When I was on Ilha de Moçambique people on the streets kept tempting me with stuff they succeeded to pull out from the deep blue sea. It’s not legal (I think), but then how to explain why local shops have archeological artifacts for sale too? The reality overwhelms any law or good intention.
Some people own baskets with broken pieces of precious Ming porcelain usually washed ashore during storms or strong tides. What nature gives… In such a laissez faire scenario, it’s understandable that the only group legally exploiting the archaeological field is regarded by locals with distrust.
We ended up buying two coins and a bracelet. I was told the heavy grey metal ornament is made of pure silver. Over and over again. By anyone I cared to ask.
Back in Maputo, I tried to give my new (historical) bracelet the usual silvery shine.
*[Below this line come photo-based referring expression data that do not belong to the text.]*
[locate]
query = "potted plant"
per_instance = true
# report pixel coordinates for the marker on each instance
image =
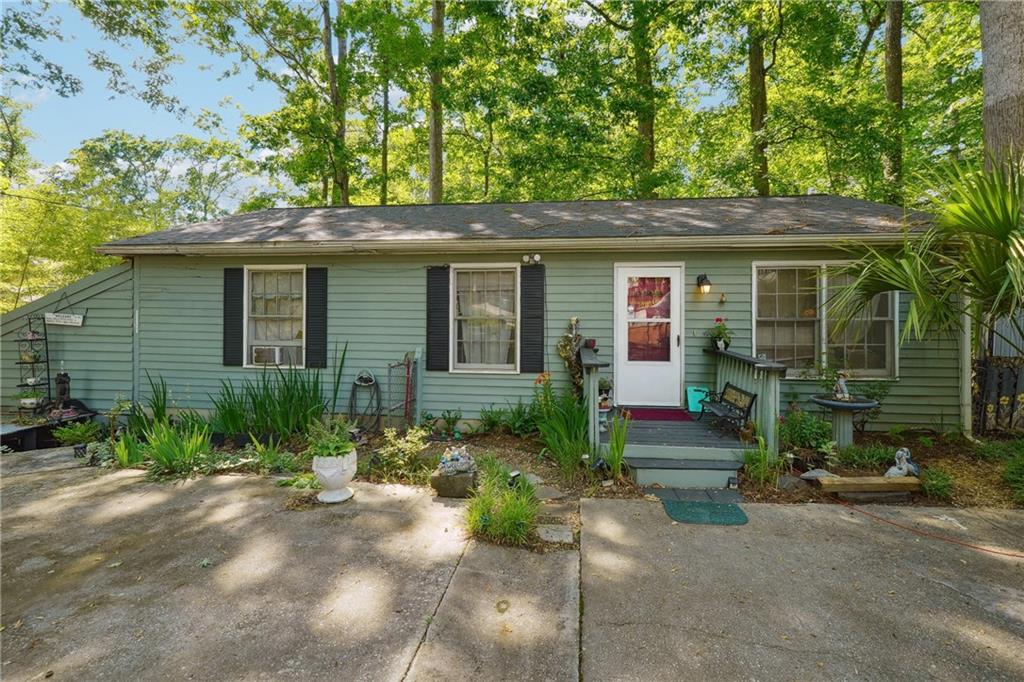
(720, 334)
(29, 399)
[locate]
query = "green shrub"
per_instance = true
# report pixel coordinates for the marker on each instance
(398, 458)
(937, 483)
(614, 455)
(174, 453)
(994, 451)
(520, 419)
(270, 459)
(500, 513)
(762, 466)
(186, 420)
(802, 429)
(229, 411)
(869, 456)
(562, 423)
(128, 452)
(158, 399)
(77, 433)
(492, 419)
(285, 402)
(99, 453)
(302, 481)
(1013, 475)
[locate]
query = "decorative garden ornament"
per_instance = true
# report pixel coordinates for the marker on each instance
(334, 473)
(904, 465)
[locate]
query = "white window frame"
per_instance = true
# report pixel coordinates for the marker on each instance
(248, 364)
(453, 338)
(822, 345)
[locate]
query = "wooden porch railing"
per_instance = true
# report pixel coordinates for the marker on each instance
(757, 376)
(591, 378)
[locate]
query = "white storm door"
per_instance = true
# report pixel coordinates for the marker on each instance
(648, 328)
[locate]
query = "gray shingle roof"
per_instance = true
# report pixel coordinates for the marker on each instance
(810, 215)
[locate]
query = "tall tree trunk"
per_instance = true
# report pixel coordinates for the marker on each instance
(759, 104)
(646, 105)
(892, 160)
(385, 114)
(489, 119)
(1003, 77)
(339, 95)
(436, 143)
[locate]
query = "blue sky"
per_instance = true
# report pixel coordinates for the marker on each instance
(59, 124)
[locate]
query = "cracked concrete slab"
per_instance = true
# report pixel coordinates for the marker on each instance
(508, 614)
(105, 574)
(801, 592)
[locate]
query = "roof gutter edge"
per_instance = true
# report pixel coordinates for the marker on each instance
(705, 243)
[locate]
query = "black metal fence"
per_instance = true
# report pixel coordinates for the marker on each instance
(998, 394)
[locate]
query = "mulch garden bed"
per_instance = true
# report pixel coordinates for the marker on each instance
(977, 482)
(524, 455)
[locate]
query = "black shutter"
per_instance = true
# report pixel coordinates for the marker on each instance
(531, 316)
(233, 333)
(316, 316)
(437, 317)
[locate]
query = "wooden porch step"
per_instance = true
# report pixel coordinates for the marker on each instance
(665, 463)
(694, 473)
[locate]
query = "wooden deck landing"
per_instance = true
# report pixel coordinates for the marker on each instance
(678, 434)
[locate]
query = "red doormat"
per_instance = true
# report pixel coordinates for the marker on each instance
(659, 414)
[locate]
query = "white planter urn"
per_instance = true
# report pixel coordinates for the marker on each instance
(334, 473)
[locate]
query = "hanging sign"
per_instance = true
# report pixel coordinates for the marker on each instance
(65, 318)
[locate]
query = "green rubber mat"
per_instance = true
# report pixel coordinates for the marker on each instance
(707, 513)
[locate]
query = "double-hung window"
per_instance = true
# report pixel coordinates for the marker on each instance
(794, 327)
(484, 318)
(274, 315)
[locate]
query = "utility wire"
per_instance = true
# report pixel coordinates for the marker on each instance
(53, 203)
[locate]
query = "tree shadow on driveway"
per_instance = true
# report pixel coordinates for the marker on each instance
(802, 591)
(105, 573)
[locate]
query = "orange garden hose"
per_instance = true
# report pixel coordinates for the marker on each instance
(926, 534)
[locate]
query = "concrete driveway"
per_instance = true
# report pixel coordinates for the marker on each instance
(108, 574)
(801, 592)
(105, 574)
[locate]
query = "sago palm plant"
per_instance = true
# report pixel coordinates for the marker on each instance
(969, 263)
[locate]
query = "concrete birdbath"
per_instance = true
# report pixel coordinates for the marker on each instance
(843, 411)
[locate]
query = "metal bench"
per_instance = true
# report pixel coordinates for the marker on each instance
(731, 408)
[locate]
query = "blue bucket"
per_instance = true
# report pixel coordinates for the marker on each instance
(693, 396)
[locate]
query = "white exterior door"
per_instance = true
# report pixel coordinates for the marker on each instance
(648, 335)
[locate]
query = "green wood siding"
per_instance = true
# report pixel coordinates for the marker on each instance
(98, 354)
(377, 304)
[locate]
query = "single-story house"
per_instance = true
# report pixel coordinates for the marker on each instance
(483, 292)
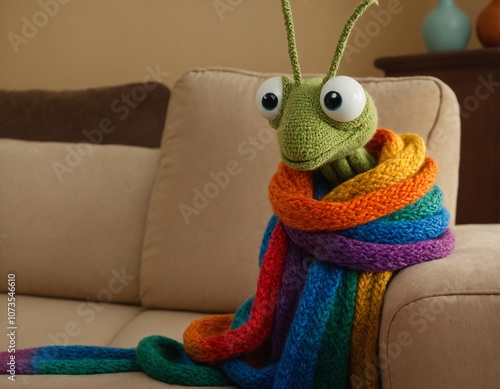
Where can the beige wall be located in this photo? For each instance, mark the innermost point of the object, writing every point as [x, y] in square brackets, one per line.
[87, 43]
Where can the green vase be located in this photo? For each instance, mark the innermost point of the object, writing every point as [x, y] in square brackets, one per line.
[446, 28]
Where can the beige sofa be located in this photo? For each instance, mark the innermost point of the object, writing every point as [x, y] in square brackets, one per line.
[129, 241]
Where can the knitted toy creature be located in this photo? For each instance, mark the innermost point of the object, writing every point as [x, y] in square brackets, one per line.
[351, 205]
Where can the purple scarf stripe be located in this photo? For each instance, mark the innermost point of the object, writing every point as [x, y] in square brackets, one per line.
[292, 284]
[357, 255]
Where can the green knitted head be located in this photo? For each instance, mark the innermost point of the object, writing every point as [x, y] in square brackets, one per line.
[317, 120]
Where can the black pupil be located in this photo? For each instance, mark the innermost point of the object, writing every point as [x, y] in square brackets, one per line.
[333, 101]
[270, 101]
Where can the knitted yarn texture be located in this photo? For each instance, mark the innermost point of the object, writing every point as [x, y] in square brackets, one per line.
[325, 262]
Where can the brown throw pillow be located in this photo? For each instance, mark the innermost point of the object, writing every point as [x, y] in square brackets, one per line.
[132, 114]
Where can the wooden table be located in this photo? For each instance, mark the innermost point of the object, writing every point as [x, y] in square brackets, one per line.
[474, 75]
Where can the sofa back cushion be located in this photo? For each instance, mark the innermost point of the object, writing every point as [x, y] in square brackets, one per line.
[72, 217]
[209, 204]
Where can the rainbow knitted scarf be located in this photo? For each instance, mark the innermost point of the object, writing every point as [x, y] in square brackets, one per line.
[325, 262]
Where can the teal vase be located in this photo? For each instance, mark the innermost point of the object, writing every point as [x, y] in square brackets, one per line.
[446, 28]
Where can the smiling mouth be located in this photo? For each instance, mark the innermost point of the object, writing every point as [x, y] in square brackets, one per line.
[310, 164]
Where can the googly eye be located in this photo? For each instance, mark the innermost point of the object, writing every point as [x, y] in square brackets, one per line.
[342, 99]
[269, 97]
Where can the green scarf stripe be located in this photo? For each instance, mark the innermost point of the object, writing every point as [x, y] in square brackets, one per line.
[332, 369]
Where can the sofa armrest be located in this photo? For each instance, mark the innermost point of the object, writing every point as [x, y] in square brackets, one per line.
[440, 319]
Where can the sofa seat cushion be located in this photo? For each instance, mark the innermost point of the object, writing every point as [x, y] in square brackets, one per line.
[155, 322]
[72, 218]
[441, 318]
[42, 321]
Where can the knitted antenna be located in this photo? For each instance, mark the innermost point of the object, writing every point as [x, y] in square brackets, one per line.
[344, 36]
[292, 46]
[326, 258]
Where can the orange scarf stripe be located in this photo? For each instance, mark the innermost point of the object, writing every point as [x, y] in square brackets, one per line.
[301, 211]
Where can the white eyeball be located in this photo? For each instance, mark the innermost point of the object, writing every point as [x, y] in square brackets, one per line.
[342, 99]
[269, 97]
I was heading for disappointment. If it’s made of silver, it has to be of a different kind. Do you think I complained? Nope. This bracelet is so huge I had to have ten times bigger arms to wear it.
Understandably, I concluded: 1) Five hundred years ago silver wasn’t what it is nowadays or I went for a song. 2) I would die an old maiden, despised by any eligible navigator, because the beauty patterns of those times were clearly larger sizes friendly. Larger and stronger. You should feel how heavy it is!
So now I own a silver bracelet that doesn’t shine or fits. As I don’t intend to open a museum in a foreseen future, this lesson from the past says: don’t buy it.